The development of research data services in academic libraries is a topic of concern to many. Cornell University Library’s efforts in this area include the Datastar research data registry project. In order to ensure that Datastar development decisions were driven by real user needs, we interviewed researchers and created Data Curation Profiles (DCPs). Researchers supported providing public descriptions of their datasets; attitudes toward dataset citation, provenance, versioning, and domain specific standards for metadata also helped to guide development. These findings, as well as considerations for the use of this particular method for developing research data services in libraries are discussed in detail.

RESOURCE: Keeping Up With… Big Data

The latest issue of the Association of College and Research Library’s (ACRL) Keeping Up With… publication is devoted to big data. Written by Mark Bieraugel (Business Librarian at California Polytechnic State University), it covers the nuts and bolts of the topic and offers a bibliography that includes sections such as “Big Data and the Academy,” “Privacy and Criticism,” “Tutorials,” and “Sandboxes.”

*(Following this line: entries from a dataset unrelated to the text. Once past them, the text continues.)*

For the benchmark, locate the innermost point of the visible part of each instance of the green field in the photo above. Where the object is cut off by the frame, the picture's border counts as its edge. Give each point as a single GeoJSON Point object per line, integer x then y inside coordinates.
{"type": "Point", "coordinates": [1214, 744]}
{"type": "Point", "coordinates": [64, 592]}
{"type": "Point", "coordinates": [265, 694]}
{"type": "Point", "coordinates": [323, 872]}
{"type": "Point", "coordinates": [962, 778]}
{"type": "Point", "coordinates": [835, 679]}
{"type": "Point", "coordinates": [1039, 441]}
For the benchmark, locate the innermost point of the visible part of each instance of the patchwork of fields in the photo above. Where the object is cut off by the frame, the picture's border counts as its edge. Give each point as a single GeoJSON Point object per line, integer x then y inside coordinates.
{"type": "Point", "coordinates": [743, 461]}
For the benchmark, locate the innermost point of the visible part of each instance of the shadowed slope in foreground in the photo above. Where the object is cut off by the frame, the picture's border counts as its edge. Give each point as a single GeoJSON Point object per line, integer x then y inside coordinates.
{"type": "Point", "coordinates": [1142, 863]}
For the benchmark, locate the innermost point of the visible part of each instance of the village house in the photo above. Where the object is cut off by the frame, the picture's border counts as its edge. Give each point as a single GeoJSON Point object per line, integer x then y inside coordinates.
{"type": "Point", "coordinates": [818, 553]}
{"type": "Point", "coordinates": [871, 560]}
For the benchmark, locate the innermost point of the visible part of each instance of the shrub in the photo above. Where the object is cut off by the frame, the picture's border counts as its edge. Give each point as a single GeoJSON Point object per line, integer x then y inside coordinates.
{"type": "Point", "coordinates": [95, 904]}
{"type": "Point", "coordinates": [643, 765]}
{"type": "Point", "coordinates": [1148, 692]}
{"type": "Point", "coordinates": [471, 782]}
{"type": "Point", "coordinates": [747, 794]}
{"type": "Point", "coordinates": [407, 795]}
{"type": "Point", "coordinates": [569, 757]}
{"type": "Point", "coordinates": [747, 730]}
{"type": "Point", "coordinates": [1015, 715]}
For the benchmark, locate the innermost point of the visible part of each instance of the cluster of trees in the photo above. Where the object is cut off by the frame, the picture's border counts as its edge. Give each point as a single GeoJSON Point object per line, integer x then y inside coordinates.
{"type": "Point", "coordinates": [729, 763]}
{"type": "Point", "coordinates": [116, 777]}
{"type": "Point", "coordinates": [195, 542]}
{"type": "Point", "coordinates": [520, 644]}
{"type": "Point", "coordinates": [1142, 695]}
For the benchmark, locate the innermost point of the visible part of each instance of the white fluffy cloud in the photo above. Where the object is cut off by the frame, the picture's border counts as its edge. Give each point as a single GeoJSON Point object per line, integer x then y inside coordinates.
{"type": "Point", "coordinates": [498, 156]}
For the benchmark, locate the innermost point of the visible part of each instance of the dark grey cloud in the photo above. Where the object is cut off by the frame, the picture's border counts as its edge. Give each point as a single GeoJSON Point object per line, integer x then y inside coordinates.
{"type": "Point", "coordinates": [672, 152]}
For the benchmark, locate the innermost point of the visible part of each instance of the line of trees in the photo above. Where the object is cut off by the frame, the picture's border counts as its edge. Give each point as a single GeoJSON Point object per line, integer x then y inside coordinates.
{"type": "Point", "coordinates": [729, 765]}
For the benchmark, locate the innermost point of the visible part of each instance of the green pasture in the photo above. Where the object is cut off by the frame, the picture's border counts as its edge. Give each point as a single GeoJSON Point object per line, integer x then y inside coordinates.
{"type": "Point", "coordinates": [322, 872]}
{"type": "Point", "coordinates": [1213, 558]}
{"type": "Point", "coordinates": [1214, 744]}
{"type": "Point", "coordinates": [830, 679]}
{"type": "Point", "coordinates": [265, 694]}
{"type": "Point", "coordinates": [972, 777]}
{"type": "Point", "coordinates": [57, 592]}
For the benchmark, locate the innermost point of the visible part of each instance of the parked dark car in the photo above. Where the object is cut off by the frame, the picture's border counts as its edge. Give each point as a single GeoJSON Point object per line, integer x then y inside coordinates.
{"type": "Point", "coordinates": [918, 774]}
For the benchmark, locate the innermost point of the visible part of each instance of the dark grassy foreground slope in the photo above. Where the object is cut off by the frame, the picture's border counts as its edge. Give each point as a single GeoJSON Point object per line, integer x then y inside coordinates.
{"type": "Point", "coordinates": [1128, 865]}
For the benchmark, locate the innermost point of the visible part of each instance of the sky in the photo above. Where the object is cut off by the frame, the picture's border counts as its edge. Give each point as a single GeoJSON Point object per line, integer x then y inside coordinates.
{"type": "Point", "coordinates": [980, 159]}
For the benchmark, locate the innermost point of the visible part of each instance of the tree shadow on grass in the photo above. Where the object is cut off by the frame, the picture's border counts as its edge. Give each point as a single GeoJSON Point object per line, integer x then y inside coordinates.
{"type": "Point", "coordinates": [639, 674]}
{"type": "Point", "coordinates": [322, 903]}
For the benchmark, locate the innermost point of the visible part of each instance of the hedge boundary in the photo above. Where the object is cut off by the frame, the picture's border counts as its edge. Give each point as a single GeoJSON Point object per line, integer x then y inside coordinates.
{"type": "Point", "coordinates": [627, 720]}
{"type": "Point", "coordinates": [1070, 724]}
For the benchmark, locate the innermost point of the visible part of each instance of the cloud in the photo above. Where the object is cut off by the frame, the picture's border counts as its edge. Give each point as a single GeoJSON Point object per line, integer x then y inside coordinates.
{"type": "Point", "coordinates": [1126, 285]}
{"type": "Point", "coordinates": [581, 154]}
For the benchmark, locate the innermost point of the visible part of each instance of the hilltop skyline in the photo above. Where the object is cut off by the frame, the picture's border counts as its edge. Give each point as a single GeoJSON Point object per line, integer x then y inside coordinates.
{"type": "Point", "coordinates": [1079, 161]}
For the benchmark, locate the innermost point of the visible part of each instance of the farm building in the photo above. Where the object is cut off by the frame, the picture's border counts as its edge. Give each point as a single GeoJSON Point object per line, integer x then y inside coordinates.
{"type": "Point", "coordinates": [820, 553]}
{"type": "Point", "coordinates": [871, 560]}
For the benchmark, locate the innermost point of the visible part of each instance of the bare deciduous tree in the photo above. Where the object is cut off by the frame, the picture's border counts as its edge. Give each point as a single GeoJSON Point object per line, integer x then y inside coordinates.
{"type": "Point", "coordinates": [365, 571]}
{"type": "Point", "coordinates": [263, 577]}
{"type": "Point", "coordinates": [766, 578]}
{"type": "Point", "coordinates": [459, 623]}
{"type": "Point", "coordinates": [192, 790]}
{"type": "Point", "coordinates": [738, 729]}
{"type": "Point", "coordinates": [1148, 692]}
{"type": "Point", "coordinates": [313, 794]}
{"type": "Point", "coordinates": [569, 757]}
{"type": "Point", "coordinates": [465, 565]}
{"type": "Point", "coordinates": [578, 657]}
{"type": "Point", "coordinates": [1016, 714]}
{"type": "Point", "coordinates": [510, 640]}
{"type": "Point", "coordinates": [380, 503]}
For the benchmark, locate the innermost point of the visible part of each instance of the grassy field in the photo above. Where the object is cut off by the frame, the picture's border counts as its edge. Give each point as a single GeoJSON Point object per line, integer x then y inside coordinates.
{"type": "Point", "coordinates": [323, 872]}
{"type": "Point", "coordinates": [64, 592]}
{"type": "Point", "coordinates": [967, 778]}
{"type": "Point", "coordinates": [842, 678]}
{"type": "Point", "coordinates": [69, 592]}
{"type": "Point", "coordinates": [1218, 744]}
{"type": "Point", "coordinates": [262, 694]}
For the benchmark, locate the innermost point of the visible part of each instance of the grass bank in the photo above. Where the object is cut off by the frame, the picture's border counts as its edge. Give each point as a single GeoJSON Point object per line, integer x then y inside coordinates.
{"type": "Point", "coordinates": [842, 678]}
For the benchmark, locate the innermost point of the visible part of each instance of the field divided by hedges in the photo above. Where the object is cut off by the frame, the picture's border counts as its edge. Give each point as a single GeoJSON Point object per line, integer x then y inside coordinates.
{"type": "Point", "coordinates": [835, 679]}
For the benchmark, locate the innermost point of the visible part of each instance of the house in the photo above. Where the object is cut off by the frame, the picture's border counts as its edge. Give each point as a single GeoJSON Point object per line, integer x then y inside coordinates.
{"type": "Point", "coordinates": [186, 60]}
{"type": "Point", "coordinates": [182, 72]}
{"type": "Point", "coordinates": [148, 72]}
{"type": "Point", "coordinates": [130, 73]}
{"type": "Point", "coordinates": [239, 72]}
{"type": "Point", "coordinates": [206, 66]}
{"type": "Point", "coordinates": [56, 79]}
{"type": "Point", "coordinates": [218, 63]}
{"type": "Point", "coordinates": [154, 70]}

Bieraugel advises humanities and social science librarians to recognize that “big data is becoming more commonplace in their disciplines as well, and is no longer restricted to corpus linguistics.” He goes on to advocate for the role of libraries in data curation: “Librarians also need to embrace a role in making big datasets more useful, visible and accessible by creating taxonomies, designing metadata schemes, and systematizing retrieval methods.”
 

RECOMMENDED: Data curation as publishing for digital humanists

Text and slides from a talk delivered by Trevor Muñoz, Assistant Dean for Digital Humanities Research at the University of Maryland Libraries, at the CIC Center for Library Initiatives conference. Muñoz presents an intriguing synthesis of a couple of growing trends in libraries – data curation and publishing. Data curation here is defined as “information work that integrates closely with the disciplinary work practices and needs of researchers in order to ‘maintain digital information that is produced in the course of research in a manner that preserves its meaning and usefulness as a potential input for further research.'” Muñoz argues that “data curation work would also be ‘publishing’ in the sense of ensuring quality and disseminating outputs to interested communities…By recognizing data curation work as a publishing activity, libraries would have a ‘market opportunity’ to address unmet needs in the digital humanities community.” More broadly,

Data curation as a “publishing” activity is increasingly relevant to the working lives of digital humanities scholars. Moreover, articulating connections between “publishing” and data curation is important in the context of strategic decision libraries might make and, in fact, are making about how to participate in “publishing.” Data curation as publishing is publishing work that draws directly on the unique skills of librarians and aligns directly with library missions and values in ways that other kinds of publishing endeavors may not.

JOBS: Fellowships in Data Curation for Medieval Studies

The CLIR/DLF Postdoctoral Fellowship in Data Curation for Medieval Studies is an expansion of the CLIR Postdoctoral Fellowship Program in Academic Libraries. These five, fully-funded fellowships will provide recent Ph.D.s with professional development, education, and training opportunities in data curation for Medieval Studies. Through this program, CLIR seeks to raise awareness and build capacity for sound data management practice throughout the academy.

Each fellowship is two year appointment, with a $60,000 salary, plus benefits, and a yearly travel and research stipend.